I learned yesterday that John McDowell retired earlier this year. There was a celebratory event held at the University of Pittsburgh in April, where Matthew Boyle and Robert Pippin gave a talk each. Boyle spoke about McDowell's philosophical method, and Pippin about his place in the tradition of German Idealism.
I read a transcript of Boyle's talk this morning, and it reminded me of a time when I felt a certain urgency about philosophy. The events of my life at that time had nurtured in me a conviction that there was little more important to do than reconcile the dualisms of self and world, reason and nature, subject and object; little more I could do for the world than commit myself to these problems. I'm unable to grasp the existential import of those questions now, unable to locate once more the substance of those anxieties, but I found myself nevertheless excited by Boyle's talk.
I'm hesitant to discuss it in detail—notice the ever so slight beckoning to come away and do something else—but the gist of Boyle's talk (which, by the way, was full of praise for the singular philosopher that McDowell is) is that McDowell's quietism is ultimately more constructive than he'd like to let on, and its constructive qualities become evident if we come to adopt a Kantian, and then Hegelian, stance towards aporiae, or antinomies.
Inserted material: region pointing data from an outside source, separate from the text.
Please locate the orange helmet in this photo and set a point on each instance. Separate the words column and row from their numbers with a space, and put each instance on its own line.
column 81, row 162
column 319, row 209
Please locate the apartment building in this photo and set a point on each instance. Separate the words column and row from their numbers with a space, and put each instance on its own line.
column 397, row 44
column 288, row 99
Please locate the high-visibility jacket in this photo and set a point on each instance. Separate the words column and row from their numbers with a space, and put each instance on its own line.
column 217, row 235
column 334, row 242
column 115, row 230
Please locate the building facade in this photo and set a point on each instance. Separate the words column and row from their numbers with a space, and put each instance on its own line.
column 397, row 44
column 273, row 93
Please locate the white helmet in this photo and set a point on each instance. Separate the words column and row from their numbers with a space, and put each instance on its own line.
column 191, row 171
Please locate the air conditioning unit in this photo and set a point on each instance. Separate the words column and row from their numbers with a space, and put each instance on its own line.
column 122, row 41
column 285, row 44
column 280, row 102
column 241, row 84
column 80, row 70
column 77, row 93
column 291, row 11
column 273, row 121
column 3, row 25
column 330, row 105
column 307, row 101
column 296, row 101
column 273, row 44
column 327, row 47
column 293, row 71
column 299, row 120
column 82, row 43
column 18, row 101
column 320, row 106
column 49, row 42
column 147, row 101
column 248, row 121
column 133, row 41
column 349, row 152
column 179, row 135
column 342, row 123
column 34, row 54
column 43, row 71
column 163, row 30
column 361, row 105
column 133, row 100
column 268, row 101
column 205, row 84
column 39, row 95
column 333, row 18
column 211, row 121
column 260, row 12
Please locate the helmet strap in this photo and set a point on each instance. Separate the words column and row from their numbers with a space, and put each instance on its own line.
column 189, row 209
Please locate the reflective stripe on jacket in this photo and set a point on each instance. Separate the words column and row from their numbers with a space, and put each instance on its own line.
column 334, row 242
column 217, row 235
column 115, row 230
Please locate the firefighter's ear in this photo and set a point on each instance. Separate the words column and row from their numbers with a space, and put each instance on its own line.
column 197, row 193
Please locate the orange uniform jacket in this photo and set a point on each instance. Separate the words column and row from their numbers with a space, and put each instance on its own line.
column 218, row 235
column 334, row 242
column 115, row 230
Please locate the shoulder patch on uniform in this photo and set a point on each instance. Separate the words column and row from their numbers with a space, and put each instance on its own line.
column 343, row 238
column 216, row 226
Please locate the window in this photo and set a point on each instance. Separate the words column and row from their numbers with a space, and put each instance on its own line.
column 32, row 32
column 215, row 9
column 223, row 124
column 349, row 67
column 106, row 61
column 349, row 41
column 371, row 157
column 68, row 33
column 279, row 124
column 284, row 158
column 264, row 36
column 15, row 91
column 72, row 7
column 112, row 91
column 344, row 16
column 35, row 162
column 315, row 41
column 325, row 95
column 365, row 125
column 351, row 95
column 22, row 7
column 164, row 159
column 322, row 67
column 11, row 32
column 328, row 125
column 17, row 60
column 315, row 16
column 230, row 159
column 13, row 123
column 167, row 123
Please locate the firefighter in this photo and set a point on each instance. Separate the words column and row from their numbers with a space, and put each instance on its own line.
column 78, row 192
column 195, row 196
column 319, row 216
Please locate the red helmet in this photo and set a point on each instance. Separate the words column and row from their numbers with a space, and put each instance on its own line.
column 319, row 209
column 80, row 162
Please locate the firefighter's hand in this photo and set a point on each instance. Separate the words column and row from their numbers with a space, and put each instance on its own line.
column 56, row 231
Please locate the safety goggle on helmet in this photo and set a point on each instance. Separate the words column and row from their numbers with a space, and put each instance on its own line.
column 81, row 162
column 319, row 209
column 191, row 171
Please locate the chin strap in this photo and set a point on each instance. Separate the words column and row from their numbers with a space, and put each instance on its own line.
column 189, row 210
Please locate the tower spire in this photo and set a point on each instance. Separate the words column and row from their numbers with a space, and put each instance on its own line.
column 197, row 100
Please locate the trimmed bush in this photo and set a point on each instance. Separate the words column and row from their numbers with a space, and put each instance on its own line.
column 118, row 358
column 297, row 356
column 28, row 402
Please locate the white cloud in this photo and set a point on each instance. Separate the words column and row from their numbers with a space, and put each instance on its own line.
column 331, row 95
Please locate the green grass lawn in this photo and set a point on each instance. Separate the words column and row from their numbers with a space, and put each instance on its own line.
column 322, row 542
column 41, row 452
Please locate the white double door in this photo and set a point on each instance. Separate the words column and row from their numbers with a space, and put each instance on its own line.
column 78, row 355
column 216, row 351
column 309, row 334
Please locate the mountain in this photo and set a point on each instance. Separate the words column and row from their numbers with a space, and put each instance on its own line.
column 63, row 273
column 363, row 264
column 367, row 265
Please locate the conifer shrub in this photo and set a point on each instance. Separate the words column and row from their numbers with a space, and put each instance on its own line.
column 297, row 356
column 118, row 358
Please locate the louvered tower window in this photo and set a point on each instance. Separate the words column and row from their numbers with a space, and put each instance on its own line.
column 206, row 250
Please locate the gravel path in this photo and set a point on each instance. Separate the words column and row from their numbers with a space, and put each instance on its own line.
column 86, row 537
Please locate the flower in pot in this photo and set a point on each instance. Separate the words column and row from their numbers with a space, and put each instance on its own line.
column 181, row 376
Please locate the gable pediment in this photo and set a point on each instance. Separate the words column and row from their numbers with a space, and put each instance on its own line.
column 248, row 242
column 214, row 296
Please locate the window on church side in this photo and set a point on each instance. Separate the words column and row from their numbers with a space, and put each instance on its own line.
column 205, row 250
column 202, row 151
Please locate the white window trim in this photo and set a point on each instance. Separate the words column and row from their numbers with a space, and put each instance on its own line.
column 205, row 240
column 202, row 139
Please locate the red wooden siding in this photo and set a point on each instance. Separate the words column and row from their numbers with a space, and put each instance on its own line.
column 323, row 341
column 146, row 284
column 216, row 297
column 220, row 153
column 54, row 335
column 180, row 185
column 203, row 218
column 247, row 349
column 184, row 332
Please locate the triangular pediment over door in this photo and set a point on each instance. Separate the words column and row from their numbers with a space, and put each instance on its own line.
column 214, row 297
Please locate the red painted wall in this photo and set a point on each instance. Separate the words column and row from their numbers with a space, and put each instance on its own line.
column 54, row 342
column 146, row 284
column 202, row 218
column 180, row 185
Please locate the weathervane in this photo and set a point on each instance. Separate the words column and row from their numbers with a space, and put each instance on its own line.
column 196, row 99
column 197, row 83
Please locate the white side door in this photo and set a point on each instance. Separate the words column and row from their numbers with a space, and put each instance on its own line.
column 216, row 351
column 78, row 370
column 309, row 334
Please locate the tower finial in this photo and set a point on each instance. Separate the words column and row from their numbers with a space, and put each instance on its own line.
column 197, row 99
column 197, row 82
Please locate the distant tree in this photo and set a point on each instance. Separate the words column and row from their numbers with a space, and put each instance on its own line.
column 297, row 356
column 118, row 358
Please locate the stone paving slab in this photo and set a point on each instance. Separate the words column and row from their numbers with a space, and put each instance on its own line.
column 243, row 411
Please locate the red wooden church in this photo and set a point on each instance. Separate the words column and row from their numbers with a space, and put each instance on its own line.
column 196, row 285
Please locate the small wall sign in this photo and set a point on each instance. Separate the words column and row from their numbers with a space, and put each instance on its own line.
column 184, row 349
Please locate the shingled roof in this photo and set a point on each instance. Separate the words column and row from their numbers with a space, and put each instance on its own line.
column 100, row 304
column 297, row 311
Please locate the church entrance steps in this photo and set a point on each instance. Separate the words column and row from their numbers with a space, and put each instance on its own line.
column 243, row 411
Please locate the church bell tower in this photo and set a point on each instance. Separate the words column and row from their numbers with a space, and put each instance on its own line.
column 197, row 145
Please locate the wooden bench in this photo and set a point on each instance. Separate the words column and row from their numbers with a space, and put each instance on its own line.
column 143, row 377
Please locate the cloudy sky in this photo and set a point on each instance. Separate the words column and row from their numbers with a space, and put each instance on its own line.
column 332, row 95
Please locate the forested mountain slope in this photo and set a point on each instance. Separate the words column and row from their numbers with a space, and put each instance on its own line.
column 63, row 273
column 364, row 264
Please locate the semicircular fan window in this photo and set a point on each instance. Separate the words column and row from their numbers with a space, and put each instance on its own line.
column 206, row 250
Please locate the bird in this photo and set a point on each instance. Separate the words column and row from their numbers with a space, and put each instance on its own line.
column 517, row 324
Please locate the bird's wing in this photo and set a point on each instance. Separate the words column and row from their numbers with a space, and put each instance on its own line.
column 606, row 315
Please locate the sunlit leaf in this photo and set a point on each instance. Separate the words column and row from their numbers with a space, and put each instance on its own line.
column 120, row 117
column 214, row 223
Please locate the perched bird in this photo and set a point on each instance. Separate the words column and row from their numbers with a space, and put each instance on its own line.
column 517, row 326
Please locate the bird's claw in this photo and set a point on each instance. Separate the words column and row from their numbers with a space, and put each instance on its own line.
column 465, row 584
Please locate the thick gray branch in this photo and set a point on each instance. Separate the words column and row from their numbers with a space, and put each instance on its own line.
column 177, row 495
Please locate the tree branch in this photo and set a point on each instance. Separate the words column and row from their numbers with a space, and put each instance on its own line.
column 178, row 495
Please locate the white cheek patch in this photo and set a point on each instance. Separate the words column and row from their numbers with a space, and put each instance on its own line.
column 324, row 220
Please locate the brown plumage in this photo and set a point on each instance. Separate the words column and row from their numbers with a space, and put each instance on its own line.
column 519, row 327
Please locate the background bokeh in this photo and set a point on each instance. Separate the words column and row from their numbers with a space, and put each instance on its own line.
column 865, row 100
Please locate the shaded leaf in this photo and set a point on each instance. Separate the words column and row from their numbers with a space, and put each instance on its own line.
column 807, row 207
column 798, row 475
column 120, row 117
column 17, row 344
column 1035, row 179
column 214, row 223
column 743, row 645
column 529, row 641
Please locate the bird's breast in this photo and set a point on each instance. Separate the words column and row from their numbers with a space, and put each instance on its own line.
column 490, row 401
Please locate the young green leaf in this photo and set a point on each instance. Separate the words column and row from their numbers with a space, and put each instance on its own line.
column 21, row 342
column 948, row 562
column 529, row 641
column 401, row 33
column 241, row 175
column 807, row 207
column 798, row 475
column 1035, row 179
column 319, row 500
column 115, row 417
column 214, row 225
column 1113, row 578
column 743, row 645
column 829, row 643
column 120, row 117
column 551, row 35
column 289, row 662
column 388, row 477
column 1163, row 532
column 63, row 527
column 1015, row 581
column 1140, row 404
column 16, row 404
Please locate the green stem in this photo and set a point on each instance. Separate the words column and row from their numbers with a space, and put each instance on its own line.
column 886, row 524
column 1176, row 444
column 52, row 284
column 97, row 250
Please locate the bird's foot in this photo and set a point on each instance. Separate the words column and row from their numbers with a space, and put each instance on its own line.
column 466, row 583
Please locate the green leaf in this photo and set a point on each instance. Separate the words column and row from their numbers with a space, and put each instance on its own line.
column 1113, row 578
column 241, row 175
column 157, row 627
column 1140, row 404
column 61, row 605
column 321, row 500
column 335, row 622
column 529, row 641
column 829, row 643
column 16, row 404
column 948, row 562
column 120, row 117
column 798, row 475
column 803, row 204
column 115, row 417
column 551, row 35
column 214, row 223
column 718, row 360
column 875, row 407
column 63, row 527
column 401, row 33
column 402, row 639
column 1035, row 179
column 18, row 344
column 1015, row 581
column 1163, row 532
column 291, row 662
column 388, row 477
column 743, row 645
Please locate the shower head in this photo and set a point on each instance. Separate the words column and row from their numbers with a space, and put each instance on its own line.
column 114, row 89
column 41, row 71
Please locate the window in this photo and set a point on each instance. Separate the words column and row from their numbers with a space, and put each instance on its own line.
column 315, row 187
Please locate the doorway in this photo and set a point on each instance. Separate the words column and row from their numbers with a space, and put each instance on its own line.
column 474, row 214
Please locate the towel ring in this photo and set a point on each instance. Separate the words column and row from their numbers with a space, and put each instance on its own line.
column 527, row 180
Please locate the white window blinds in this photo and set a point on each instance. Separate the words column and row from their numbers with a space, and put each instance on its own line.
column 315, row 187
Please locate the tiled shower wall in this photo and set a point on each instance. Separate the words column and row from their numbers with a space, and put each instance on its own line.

For Boyle (and perhaps for Pippin), McDowell's Mind & World amounts to the Aufhebung of the theses of the autonomy of reason and minimal empiricism.
I'm sitting in the backyard of our new flat in Clapton. There's an apple tree, bursting with unripe green apples, arched over the fence, and it's a pleasant late-tens temperature on a Summer night. Boyle's talk, and my recollection of the space of mind I occupied once, is tempting me to return to philosophy. But for now I have made other commitments, and I must keep them.